Markets in Asia finished in a mixed state on Tuesday, as Australia’s central bank sated expectations by leaving interest rates at a record low.
In Japan, the Nikkei 225 was down 0.86% at 29,408.17, as the yen weakened 0.09% against the dollar to last trade at JPY 106.86.
Robotics specialist Fanuc was up 0.68%, while among the benchmark’s other major components, Uniqlo owner Fast Retailing was down 2.92% and technology giant SoftBank Group lost 0.53%.
The broader Topix index was 0.4% weaker by the end of trading in Tokyo, settling at 1,894.85.
On the mainland, the Shanghai Composite lost 1.21% to 3,508.59, and the smaller, technology-centric Shenzhen Composite was off 0.7% at 2,332.76.
South Korea’s Kospi gained 1.03% to 3,043.87, while the Hang Seng Index in Hong Kong weakened 1.21% to 29,095.86.
The blue-chip technology stocks were higher as traders in Seoul returned from a long weekend, with Samsung Electronics up 1.33% and SK Hynix rising 2.12%.

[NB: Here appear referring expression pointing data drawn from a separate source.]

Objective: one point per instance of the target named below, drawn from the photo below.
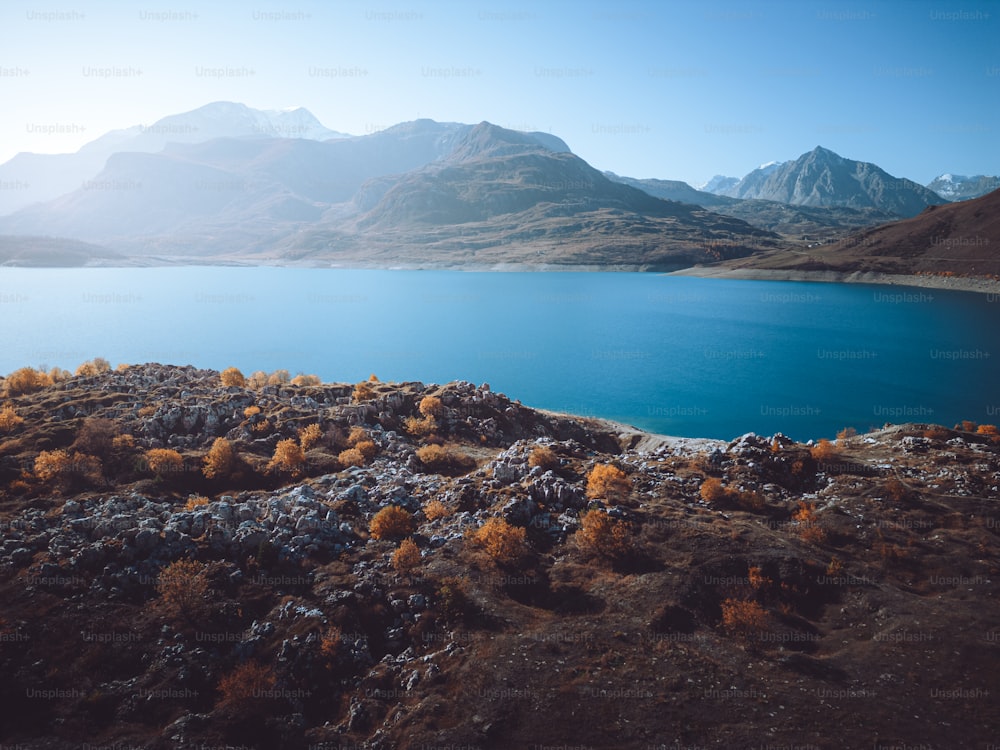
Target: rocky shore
(440, 566)
(926, 281)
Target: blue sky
(675, 89)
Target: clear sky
(674, 89)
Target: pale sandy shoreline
(952, 283)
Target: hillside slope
(700, 594)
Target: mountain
(501, 197)
(719, 184)
(31, 178)
(673, 190)
(959, 239)
(430, 192)
(956, 187)
(814, 222)
(55, 252)
(823, 178)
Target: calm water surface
(676, 355)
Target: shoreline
(946, 283)
(978, 285)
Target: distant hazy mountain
(30, 178)
(419, 190)
(54, 251)
(960, 239)
(719, 184)
(673, 190)
(823, 178)
(956, 187)
(814, 222)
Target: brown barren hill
(960, 239)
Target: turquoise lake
(675, 355)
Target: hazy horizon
(674, 91)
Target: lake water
(676, 355)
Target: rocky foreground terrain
(187, 564)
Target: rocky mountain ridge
(442, 566)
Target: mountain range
(951, 187)
(227, 183)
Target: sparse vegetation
(443, 460)
(288, 458)
(406, 558)
(392, 522)
(363, 391)
(431, 406)
(435, 509)
(600, 534)
(543, 456)
(65, 470)
(220, 459)
(182, 587)
(163, 461)
(246, 687)
(24, 381)
(279, 377)
(301, 381)
(9, 420)
(309, 436)
(232, 377)
(96, 366)
(824, 450)
(744, 618)
(502, 541)
(609, 483)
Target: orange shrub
(351, 457)
(809, 528)
(431, 406)
(407, 557)
(608, 482)
(279, 377)
(444, 460)
(329, 645)
(543, 456)
(824, 450)
(309, 436)
(301, 380)
(59, 375)
(757, 578)
(96, 366)
(367, 449)
(232, 377)
(246, 687)
(712, 490)
(195, 501)
(9, 420)
(392, 522)
(363, 392)
(435, 509)
(63, 468)
(288, 457)
(603, 535)
(420, 427)
(182, 586)
(220, 459)
(744, 618)
(846, 434)
(164, 460)
(24, 381)
(503, 542)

“US markets bounced back with gusto last night, including a 3% rally in the tech-heavy Nasdaq index,” said AJ Bell investment director Russ Mould of the moves overnight.
“Asia markets had already seen a decent showing on Monday and they did their best to sustain this momentum on Tuesday, but the gains turned to losses towards the end of the session for Hong Kong.

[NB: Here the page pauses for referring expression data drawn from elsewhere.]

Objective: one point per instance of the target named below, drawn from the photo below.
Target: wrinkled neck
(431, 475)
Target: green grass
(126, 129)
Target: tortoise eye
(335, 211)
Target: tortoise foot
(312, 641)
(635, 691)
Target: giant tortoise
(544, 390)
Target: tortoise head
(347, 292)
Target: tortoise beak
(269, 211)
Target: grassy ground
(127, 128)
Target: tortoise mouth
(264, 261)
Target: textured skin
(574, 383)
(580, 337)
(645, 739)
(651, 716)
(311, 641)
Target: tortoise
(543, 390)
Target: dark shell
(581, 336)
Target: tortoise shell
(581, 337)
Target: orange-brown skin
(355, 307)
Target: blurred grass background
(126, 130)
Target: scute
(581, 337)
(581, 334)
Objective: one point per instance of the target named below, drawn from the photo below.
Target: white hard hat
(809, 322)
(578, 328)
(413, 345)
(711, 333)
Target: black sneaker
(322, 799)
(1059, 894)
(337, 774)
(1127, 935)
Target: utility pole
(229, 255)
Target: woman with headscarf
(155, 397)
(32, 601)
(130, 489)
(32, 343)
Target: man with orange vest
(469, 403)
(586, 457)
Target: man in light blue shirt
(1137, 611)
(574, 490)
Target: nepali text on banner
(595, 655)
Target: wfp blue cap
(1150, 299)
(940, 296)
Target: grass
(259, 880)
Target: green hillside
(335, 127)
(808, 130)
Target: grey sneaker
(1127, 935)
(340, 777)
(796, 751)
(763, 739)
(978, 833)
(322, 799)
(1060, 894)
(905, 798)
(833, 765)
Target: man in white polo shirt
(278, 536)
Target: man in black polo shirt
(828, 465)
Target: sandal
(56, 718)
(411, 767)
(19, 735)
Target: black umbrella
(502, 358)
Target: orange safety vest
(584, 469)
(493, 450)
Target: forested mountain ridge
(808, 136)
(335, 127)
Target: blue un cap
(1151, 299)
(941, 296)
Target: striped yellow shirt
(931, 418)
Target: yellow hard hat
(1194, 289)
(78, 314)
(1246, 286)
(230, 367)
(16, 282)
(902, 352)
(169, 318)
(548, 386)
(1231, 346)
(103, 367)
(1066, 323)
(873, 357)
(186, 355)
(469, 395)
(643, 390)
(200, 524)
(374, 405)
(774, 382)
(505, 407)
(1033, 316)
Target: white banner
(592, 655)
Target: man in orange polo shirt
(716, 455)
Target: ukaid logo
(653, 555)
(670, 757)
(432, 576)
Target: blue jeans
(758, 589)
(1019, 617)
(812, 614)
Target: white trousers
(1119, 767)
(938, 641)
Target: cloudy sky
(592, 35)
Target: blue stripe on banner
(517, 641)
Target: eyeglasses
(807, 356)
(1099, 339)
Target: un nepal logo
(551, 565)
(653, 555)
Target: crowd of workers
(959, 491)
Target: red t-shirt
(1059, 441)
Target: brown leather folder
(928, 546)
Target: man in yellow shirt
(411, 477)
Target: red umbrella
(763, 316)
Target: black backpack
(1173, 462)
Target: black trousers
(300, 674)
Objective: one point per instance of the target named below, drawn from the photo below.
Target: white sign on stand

“The Hang Seng index traded 1.2% lower with banks, insurers and construction companies dragging down the market.”
Oil prices were mixed as the region went to bed, with Brent crude last flat at $63.69 per barrel, and West Texas Intermediate up 0.23% at $60.78.

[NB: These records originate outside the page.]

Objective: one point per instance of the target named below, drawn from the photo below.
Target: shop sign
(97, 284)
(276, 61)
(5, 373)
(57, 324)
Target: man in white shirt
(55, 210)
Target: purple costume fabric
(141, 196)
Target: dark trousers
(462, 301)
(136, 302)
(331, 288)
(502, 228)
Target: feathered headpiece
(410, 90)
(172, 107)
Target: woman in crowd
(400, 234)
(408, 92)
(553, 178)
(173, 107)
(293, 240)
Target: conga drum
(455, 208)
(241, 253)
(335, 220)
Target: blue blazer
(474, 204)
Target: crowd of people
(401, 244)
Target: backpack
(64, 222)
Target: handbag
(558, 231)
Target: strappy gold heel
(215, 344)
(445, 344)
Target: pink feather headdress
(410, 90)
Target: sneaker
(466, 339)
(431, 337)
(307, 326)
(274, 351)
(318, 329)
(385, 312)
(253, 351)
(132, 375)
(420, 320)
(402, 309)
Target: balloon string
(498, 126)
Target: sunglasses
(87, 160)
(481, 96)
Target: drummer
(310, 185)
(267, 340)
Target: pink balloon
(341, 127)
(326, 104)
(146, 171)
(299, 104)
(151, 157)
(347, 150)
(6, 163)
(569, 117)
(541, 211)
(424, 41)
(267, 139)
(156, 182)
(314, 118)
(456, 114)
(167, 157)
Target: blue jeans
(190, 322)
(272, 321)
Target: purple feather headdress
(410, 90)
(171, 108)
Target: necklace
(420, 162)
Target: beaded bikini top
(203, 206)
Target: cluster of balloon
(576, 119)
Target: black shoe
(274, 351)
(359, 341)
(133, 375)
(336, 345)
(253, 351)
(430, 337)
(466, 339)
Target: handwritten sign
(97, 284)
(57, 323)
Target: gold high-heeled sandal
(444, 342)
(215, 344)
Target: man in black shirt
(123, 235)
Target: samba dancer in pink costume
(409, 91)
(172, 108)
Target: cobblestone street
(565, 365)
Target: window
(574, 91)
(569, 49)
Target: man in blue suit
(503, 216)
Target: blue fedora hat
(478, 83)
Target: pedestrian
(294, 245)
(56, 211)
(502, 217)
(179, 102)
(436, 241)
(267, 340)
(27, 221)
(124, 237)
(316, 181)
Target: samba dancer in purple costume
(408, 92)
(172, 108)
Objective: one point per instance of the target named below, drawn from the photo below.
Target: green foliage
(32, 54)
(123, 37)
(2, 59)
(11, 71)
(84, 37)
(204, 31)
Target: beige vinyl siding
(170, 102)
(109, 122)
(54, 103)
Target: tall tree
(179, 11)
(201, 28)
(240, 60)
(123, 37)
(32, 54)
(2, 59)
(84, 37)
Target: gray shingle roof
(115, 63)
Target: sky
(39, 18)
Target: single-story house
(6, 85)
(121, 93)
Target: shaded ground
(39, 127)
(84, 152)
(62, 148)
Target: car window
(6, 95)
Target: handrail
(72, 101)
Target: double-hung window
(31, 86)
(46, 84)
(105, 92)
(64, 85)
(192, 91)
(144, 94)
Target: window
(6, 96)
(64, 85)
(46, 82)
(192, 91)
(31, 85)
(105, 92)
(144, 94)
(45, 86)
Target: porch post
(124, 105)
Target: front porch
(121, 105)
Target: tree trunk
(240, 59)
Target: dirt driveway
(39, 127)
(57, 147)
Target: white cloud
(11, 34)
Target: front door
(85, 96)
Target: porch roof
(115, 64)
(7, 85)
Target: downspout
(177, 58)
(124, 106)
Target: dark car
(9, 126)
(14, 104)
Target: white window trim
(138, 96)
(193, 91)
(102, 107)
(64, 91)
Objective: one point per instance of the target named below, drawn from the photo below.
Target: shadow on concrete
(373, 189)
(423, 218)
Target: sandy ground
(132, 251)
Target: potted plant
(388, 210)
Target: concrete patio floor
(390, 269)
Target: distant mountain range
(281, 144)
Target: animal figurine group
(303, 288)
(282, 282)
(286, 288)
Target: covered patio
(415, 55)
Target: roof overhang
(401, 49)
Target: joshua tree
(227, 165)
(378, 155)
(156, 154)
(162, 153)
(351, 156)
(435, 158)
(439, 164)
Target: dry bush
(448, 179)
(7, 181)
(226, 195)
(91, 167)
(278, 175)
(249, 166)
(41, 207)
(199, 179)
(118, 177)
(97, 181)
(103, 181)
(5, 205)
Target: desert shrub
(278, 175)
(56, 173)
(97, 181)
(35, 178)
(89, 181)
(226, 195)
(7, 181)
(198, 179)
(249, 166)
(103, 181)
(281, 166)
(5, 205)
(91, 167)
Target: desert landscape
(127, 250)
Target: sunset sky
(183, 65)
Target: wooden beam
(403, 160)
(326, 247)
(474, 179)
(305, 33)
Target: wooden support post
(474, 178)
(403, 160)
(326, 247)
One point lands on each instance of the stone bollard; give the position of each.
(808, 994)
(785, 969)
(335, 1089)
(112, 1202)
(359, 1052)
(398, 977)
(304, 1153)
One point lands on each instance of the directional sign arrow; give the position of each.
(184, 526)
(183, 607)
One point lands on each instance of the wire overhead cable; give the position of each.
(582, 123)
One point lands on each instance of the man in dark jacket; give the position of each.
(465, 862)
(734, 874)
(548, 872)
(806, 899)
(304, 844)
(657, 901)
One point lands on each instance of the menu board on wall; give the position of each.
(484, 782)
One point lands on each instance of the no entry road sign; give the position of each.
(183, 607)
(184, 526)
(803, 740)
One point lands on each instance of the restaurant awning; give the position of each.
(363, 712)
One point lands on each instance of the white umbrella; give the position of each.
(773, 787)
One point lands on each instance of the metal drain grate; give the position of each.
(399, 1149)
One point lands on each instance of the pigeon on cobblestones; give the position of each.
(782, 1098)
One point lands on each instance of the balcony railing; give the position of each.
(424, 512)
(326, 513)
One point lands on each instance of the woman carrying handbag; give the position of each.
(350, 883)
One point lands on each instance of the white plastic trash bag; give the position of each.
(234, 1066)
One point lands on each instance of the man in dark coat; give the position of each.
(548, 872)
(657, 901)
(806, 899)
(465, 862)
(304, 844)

In Australia, the S&P/ASX 200 ended its trading session down 0.4% at 6,762.30, as the Reserve Bank of Australia confirmed it would maintain its current policy settings.
That included leaving its cash rate target at the current record low of 0.1%.
“The current monetary policy settings are continuing to help the economy by keeping financing costs very low, contributing to a lower exchange rate than otherwise, and supporting the supply of credit and household and business balance sheets,” said the central bank’s governor Philip Lowe in his statement.
“Together, monetary and fiscal policy are supporting the recovery in aggregate demand and the pick-up in employment.”
Across the Tasman Sea, New Zealand’s S&P/NZX 50 was 0.35% firmer at 12,344.49, led higher by specialist dairy exporter A2 Milk, which was ahead 5.5% by the close in Wellington.
The down under dollars were in a mixed state against the greenback, with the Aussie last ahead 0.01% at AUD 1.2863, while the Kiwi weakened 0.19% to NZD 1.3790.